# Do you have a mantra?



## wee_blondie (Nov 12, 2006)

Hello folks, just wondering if any of you have a particular favourite saying or motivational phrase that keeps you going?  Something that you might say to yourself when you are nervous or scared or maybe to psyche yourself up before taking on a new challange/exam/opponant?

I liked the one we had at a former gym, "Fearless, Focused & Full of Pride"  although lately i've been favouring "Soft as silk, hard as a diamond"

Happy posting!


----------



## Jade Tigress (Nov 12, 2006)

Hmm. No, I don't.  I think I need to get one.


----------



## Drac (Nov 12, 2006)

Jade Tigress said:


> Hmm. No, I don't


 
Same here Jade..However a mantra  was given to me the day I was sworn in..To Protect and Serve..I think that will suffice...


----------



## FearlessFreep (Nov 12, 2006)

"Not the face!!"


----------



## OUMoose (Nov 12, 2006)

I don't know about a formal mantra per se, but one phrase that does come out of my mouth quite a bit recently is "oh god, why me?".


----------



## dubljay (Nov 12, 2006)

The only mantra I have happens to be a string of explistives that I frequently use.


----------



## Drac (Nov 12, 2006)

OUMoose said:


> one phrase that does come out of my mouth quite a bit recently is "oh god, why me?".


 
My brother use to say that until the day a loud, deep and booming voice that was preceeded by a crack of thunder answered him by saying "Do you want a list??"


----------



## lulflo (Nov 12, 2006)

Often I am asked "where are you?" because of the vacant expression I am giving due to being stuck in my head.  Or when I am concerned with something that has yet to happen - I am asked "what time is it?"

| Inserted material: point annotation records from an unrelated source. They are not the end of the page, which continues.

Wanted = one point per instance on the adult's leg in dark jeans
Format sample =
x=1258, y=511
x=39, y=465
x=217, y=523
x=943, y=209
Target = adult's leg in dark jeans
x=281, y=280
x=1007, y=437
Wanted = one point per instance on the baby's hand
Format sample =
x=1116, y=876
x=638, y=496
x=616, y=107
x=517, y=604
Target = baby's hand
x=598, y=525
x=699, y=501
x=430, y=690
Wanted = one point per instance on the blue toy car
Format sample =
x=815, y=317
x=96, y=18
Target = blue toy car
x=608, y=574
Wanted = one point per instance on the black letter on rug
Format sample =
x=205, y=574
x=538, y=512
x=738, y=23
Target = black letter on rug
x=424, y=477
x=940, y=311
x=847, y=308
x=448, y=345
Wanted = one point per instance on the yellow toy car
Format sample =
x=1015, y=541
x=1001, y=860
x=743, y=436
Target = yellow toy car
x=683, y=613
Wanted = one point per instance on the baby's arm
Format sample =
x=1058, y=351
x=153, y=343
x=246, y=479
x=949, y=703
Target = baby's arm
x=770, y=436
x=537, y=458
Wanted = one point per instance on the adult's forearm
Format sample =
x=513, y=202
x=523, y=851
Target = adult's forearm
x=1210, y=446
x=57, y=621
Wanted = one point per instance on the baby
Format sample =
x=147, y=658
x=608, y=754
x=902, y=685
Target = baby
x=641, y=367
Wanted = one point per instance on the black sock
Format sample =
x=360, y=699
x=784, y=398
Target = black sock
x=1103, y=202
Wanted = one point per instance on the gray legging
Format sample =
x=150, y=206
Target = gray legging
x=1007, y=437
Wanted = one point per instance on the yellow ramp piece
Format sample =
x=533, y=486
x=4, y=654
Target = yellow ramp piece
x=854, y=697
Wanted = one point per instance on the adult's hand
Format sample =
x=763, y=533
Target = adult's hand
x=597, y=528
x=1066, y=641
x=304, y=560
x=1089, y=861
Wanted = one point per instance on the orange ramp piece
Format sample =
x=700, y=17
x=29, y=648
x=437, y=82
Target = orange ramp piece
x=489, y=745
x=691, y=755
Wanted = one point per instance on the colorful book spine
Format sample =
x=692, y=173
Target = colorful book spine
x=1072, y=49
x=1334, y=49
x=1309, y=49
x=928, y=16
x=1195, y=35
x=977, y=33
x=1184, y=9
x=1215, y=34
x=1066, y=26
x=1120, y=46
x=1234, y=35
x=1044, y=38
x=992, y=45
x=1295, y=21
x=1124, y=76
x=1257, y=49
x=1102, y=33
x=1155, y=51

So I came up with my own Mantra - "I am Here, Now!"

Farang - Larry


----------



## exile (Nov 12, 2006)

Drac said:


> My brother use to say that until the day a loud, deep and booming voice that was preceeded by a crack of thunder answered him by saying "Do you want a list??"



!!!

Good one, Drac!

My own personal mantra, which I repeat several times a day, is `Ogod, why am I such an _idiot_???! No answer forthcoming... maybe `do you want a list??' is the right answer here as well...


----------



## Xue Sheng (Nov 12, 2006)

Well it use to be &#8220;Oh no not again&#8221; 

But believe it or not I do have a mantra and it is &#8220;om vajrasattva hum&#8221; 

It is Buddhist (and yes I do know what it is for) and I am not Buddhist. It is used mainly to get me to focus in day-to-day life, not Qigong or Tai Chi or CMA training. However if my mind is wandering or if I find myself daydreaming prior to any training it stops it quick 

I think it is that the words are so different from anything else I say that they force me to stop and think about what I am saying and therefore focus


----------



## exile (Nov 12, 2006)

Xue Sheng said:


> I think it is that the words are so different from anything else I say that they force me to stop and think about what I am saying and therefore focus



Hey, XS, that's the main point, right---you do whatever you need to achieve it, eh? Focus... why is it so hard to _do???_

I feel like such a hypocrite lecturing my 9-year old about how important it is (he's a magnificent kid, but focus is definitely _not_ his strong point), gvien that it takes me an average of a quarter of an hour to find my keys on any given occasion where I desperately need them...


----------



## Xue Sheng (Nov 12, 2006)

exile said:


> Hey, XS, that's the main point, right---you do whatever you need to achieve it, eh? Focus... why is it so hard to _do???_
> 
> I feel like such a hypocrite lecturing my 9-year old about how important it is (he's a magnificent kid, but focus is definitely _not_ his strong point), gvien that it takes me an average of a quarter of an hour to find my keys on any given occasion where I desperately need them...


 

Most unfortunately it has never helped me find my keys, although I have tried...... many times


----------



## Rich Parsons (Nov 12, 2006)

Unfortunately this is one I have been using at work for the last 9 months or so, "If He swings, do NOT Kill him" or "Do not laugh".


----------



## bydand (Nov 13, 2006)

The one I use under my breath is too rude and totally non-PC to say on this forum.  But it does help me focus.


----------



## morph4me (Nov 13, 2006)

I use  "Breath, Relax"


----------



## JasonASmith (Nov 13, 2006)

Mine is:
HEY, where the white women at?
:lfao: :lfao: 
Actually, it's: Where's my coffee at?


----------



## Ceicei (Nov 13, 2006)

I have two that I use frequently:

"Persistence, dedication!"  

These were the ones I use when I feel like I don't want to go on, but needed to give myself some extra push to go further.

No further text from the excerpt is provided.